Wer ein übermitteltes Angebot prüft, nachverhandelt und dann annimmt, kann den Vertrag nicht mehr nach § 312b BGB widerrufen, da keine Überraschungssituation gegeben ist (OLG Stuttgart, Urt. v. 21.10.2025 - Az.: 10 U 79/25).
In dem vorliegenden Fall beauftragte die Klägerin die Beklagte, eine Gartenbaufirma, mit der Neugestaltung ihres Privatgartens.
Zuvor hatte die Klägerin ein schriftliches Angebot erhalten, dessen Finanzierung sie mit ihrer Bank prüfte. Später kam es zu einem Treffen im Garten der Klägerin, bei dem sie mit dem Unternehmen über den Preis nachverhandelte.
Die Parteien einigten sich auf eine Pauschale von 50.000,- EUR inklusive zusätzlicher Leistungen.
Nach Abschluss der Arbeiten stellte die Firma eine Rechnung mit einem offenen Betrag von rund 44.000,- EUR. Die Klägerin widerrief den Vertrag später unter Hinweis auf ihr fernabsatzrechtliches Widerrufsrecht.
Das OLG Stuttgart lehnte den Widerruf der Klägerin ab.
Obwohl der Vertrag außerhalb von Geschäftsräumen geschlossen wurde, bestehe kein Widerrufsrecht.
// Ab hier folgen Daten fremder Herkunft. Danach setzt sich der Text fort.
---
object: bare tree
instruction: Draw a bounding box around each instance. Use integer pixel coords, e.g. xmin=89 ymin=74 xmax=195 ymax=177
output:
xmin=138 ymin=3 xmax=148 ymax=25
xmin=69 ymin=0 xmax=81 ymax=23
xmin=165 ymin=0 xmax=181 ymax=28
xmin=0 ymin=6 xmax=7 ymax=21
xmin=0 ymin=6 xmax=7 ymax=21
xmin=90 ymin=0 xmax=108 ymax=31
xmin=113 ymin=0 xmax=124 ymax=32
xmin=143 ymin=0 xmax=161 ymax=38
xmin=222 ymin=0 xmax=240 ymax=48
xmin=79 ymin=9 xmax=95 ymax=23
Denn die Klägerin habe das schriftliche Angebot lange vorher erhalten und ausreichend überdenken können.
Sie habe das Angebot bewusst nachverhandelt und zu ihrem Vorteil geändert.
Eine Überraschungssituation, wie sie das Gesetz schützen will, habe nicht vorgelegen:
"Wird dem Verbraucher von dem Unternehmer im Vorfeld des Vertragsschlusses ein Angebot überlassen und hat er Gelegenheit, dieses ohne Beeinflussung durch den Unternehmer zu prüfen und zu überdenken, ist nach dem mit der Verbraucherrechterichtlinie verfolgten Schutzzweck der Tatbestand des bei gleichzeitiger Anwesenheit der Vertragsparteien außerhalb von Geschäftsräumen geschlossenen Vertrags nicht erfüllt;
eine typische Druck- oder Überraschungssituation im Sinne von Erwägungsgrund Nr. 21 der Verbraucherrechterichtlinie, vor der § 312b BGB schützen soll, liegt dann nicht vor."